Glowbot Commander

Glowbot Commander is a game I created about 3 years ago. It’s a retro styled top-down shooter with some real time strategy elements. You can directly control your character (which is a robot) by using the standard WSAD keys to move around and the mouse to aim and shoot. You can also release the robot from direct control, where it will then fire at enemies on its own. It will also back up from enemies on its own. In this mode you can control the robot in a similar way you would control your units in a real-time strategy game. You can click on a place for the robot go go, have it patrol, tell it to attack a specific enemy, have it guard a specific ally, or hold its position. You can purchase additional robots to fight with you, or different guns and shields. Upgrades and robots can be sold for money, or swapped out for different upgrades. Your team of robots fights against endless waves of enemies. You can also make your own maps.

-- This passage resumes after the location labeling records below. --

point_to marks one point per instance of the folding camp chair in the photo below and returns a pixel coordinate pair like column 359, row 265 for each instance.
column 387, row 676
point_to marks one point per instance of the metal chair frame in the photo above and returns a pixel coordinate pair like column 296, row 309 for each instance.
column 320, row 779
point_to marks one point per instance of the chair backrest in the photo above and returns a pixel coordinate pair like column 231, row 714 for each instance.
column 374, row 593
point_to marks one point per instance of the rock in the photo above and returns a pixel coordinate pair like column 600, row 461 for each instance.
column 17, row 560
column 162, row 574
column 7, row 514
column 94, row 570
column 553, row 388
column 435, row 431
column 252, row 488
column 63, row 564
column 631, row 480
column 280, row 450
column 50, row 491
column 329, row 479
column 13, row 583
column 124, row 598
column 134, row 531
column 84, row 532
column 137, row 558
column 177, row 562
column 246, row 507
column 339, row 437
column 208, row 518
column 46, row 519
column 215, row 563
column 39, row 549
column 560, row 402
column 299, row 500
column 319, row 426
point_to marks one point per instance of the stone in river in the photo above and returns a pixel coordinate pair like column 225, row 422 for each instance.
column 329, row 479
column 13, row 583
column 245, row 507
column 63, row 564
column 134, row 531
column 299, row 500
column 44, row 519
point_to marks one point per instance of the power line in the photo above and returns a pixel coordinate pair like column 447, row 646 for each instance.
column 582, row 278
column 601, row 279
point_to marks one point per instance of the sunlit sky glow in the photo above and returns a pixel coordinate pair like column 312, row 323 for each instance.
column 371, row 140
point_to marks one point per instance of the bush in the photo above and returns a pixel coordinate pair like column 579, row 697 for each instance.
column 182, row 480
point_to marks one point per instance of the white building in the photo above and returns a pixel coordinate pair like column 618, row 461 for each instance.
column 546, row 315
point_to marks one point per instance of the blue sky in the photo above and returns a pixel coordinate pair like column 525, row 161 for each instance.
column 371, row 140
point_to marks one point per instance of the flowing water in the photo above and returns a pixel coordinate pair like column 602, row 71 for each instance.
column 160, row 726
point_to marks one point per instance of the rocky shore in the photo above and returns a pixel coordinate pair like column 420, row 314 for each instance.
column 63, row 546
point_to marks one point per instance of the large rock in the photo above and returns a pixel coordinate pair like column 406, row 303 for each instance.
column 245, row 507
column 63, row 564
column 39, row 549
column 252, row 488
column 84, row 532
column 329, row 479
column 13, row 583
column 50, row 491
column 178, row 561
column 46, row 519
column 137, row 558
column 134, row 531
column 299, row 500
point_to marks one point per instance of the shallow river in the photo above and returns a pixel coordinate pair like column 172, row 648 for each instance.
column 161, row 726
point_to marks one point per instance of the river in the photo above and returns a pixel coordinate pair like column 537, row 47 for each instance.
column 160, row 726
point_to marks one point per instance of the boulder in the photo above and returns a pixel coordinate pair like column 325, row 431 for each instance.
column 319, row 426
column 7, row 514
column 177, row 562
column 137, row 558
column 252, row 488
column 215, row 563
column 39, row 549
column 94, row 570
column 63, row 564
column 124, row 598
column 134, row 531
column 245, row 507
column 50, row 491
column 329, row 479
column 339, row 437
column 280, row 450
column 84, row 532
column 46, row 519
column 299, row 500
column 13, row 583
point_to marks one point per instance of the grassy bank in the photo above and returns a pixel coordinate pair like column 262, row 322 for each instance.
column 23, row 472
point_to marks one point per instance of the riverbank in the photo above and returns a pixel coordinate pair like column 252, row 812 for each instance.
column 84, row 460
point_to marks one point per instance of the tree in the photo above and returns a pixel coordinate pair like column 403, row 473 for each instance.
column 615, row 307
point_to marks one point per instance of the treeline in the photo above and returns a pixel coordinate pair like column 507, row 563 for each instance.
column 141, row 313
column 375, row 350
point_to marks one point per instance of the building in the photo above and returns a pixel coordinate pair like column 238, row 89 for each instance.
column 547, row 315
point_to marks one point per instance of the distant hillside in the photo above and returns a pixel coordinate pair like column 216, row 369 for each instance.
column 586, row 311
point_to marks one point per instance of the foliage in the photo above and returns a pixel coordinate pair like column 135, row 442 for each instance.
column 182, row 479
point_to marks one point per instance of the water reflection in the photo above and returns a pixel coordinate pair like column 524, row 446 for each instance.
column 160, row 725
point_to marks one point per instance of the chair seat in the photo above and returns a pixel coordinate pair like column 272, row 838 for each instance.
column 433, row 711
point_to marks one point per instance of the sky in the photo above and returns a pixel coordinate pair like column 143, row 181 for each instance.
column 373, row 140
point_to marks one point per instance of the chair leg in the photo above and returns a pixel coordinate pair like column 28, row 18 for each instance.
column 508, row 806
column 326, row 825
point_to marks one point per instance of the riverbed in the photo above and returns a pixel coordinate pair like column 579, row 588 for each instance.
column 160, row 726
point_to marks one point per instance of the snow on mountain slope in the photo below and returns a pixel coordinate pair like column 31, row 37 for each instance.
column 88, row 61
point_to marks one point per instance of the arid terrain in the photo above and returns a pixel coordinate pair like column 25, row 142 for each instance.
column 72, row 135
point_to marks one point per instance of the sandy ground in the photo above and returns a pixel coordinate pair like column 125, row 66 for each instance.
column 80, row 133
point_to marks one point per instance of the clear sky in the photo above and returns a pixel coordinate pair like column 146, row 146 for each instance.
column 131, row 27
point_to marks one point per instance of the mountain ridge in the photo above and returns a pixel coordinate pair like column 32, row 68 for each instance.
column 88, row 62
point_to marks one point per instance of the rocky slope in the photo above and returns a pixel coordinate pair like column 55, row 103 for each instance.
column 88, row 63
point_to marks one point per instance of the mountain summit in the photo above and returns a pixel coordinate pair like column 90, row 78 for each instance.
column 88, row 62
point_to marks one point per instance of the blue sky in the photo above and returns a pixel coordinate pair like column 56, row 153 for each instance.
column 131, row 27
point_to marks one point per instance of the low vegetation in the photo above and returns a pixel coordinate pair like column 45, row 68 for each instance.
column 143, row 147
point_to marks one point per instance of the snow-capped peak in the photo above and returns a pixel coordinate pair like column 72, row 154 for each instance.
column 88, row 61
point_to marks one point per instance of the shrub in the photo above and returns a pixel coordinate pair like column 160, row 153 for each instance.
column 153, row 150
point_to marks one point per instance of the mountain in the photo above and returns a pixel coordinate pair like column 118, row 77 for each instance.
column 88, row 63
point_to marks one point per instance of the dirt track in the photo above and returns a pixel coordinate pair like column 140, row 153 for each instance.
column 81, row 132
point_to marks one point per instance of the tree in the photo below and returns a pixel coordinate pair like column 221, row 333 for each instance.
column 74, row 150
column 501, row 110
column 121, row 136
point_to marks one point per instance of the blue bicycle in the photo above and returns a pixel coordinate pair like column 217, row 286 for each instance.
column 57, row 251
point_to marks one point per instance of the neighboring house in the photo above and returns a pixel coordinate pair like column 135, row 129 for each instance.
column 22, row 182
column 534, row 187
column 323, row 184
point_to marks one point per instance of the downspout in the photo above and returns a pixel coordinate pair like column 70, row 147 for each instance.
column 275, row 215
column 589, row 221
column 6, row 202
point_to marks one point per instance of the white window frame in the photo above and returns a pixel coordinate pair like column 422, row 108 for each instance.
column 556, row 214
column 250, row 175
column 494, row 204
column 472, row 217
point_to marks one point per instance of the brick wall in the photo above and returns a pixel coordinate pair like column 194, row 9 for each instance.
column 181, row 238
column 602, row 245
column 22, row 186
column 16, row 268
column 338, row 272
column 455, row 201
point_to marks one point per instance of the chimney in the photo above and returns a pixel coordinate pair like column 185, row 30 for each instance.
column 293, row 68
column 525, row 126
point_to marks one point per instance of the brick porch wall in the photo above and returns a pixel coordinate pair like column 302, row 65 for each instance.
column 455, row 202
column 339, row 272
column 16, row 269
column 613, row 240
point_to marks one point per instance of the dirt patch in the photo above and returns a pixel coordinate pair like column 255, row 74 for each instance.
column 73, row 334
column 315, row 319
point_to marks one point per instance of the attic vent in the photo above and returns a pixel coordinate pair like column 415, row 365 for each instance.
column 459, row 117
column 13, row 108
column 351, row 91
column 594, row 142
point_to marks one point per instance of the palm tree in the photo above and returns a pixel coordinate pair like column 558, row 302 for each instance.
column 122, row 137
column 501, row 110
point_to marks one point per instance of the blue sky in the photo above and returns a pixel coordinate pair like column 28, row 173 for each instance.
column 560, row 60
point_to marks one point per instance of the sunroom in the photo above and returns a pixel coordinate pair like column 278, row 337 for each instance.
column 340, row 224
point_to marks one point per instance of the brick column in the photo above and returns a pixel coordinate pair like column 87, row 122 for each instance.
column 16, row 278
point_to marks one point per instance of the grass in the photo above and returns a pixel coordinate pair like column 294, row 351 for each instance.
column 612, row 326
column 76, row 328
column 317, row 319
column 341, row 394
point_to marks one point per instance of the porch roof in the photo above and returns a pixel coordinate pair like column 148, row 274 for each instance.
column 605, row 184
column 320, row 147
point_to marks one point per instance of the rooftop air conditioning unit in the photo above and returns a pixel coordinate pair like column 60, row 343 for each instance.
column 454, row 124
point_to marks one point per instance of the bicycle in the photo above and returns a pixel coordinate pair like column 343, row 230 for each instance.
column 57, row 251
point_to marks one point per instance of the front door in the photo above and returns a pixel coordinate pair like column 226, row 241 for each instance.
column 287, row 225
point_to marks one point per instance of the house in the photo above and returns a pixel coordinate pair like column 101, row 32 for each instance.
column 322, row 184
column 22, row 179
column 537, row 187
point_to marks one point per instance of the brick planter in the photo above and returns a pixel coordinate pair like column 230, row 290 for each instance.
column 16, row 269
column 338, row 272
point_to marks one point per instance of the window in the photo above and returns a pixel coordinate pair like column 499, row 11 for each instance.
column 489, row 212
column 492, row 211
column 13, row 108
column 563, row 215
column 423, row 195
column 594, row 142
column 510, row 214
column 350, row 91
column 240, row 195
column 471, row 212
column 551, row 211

This is a Java game. I used the Eclipse IDE. The game framework I used was LibGDX. I did all my drawings in Inkscape. All my animations were done using Spriter. The spriter animations are easily integrated with LibGDX via the Gdx-Spriter library. The game is hosted on Itch.io. I created a job in my personal Jenkins build server that uses the Itch.io API to automatically package and deploy the game to Itch.io whenever I run the job.

The game has over a hundered unit tests and a few integration tests, which are run on every commit on my Jenkins server. I used a modified version of the entity-component-systemdesign pattern to easily manage the creation of the entities in the game. This design pattern allowed me to easily create entities where I could swap out different rendering, AI, and logic components to change the look and behavior of the entities without having to create separate entities for each different robot and enemy. In other words, all the entities use the same underlying logic but have different “components” that make them look different and behave differently.

The swarming and avoidance logic the game uses is based on chapter 6 in The Nature of Code.

You can download the game here. I haven’t been actively maintaining the game. If it generates any interest or if I feel like developing it further I’ll start maintaining it again, but for now I’ve moved onto other projects.